You could view $x_i=X(\omega_i)$, if $x_i$ denotes results we have from the events in $\Omega$ (but "IID" usually does not apply). If we consider "drawing samples according to some distribution", we usually consider them as "IID" random variables that obeys a certain distrubition - i.i.d. is used for random variables. So if they mention $x_1,\ldots, x_n$ as "IID", they probably mean those observations to be different random variables.


To your second question:

Strictly speaking, "i.i.d" just means that those random variables are "independent and identically distributed", but they are not necessarily the same random variables. So what we know is the following:

  1. They are independent, i.e. events in the $\sigma$-algebra generated by one random variable is independent with events in the $\sigma$-algebra generated by another. Or more intuitively, their joint probability distribution could be decomposed into multiplication of their own distributions, e.g. $f_{X,Y}(x,y)=f_X(x)\cdot f_Y(y)$ for continuous case.
  2. They have the same probability distribution.
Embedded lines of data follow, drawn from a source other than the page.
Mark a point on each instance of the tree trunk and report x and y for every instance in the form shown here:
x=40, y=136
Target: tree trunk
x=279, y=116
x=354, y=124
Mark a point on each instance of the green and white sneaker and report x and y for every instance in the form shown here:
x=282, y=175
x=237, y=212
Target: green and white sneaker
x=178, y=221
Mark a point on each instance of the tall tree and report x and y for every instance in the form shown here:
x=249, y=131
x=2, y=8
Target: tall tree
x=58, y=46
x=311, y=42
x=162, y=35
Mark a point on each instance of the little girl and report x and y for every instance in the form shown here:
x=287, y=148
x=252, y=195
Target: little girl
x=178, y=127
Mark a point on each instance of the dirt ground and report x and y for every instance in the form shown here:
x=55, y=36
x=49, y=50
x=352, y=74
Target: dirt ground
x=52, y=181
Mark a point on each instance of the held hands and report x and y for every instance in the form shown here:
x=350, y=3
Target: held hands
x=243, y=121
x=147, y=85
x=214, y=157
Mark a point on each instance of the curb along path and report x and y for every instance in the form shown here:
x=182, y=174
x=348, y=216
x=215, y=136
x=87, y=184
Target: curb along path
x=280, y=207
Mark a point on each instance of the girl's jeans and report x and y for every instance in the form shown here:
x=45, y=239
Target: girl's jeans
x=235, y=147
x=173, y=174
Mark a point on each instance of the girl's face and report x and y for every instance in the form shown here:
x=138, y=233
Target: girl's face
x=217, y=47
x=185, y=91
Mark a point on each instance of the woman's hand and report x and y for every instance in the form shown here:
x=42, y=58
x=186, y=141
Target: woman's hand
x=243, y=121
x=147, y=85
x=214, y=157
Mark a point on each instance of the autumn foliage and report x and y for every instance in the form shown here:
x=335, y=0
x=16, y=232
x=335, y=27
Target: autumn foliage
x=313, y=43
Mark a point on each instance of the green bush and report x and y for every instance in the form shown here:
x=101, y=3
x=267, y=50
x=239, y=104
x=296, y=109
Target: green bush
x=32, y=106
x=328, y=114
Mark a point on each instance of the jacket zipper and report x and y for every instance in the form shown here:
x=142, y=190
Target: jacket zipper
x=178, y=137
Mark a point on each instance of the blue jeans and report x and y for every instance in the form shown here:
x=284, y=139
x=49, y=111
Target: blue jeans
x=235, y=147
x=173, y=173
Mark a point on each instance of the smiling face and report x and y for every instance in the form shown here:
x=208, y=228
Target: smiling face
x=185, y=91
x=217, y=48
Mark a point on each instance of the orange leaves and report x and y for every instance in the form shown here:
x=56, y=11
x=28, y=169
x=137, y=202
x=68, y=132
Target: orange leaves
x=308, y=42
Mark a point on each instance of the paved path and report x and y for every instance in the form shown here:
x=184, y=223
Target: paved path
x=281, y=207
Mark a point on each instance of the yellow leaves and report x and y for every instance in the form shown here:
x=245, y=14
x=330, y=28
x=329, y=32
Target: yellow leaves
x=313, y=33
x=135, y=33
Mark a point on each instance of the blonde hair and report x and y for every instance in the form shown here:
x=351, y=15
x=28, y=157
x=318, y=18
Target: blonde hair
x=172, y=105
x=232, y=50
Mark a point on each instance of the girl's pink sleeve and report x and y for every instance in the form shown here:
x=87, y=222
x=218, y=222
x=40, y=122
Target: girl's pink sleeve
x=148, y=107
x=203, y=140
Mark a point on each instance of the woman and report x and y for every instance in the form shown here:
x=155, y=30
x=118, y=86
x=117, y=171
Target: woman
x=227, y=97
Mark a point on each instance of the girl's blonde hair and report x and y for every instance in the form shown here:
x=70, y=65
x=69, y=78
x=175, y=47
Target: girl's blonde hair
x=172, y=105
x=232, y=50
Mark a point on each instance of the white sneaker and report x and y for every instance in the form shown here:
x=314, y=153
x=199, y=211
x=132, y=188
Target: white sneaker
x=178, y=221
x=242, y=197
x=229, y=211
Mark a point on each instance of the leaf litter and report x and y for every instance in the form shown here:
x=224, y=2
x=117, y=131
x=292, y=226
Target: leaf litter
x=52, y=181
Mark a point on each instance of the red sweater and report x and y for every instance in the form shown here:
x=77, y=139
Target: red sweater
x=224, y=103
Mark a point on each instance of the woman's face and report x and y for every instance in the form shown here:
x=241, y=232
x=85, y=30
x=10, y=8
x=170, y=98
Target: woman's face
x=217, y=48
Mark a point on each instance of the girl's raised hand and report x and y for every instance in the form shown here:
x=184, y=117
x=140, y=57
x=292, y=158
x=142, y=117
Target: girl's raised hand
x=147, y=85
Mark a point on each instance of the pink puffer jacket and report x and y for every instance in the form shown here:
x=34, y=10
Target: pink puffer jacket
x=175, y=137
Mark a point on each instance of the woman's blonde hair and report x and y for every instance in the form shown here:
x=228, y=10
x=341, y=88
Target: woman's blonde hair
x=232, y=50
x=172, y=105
But notice that does not mean that the random variables need to be the same. e.g. let $X\sim U_{[0,1]}$, $X$ and $1-X$ have the same distribution, but they are different r.v. Another example could be $\sin(Y)$ and $\cos(Y)$, where $Y \sim U_{[0,2\pi]}$. Further, if $X$ extends a bit beyond of Borel-measurable, say, Lesbegue-measurable instead, then we might get two random variables to have the same distribution function but not same probability for every event.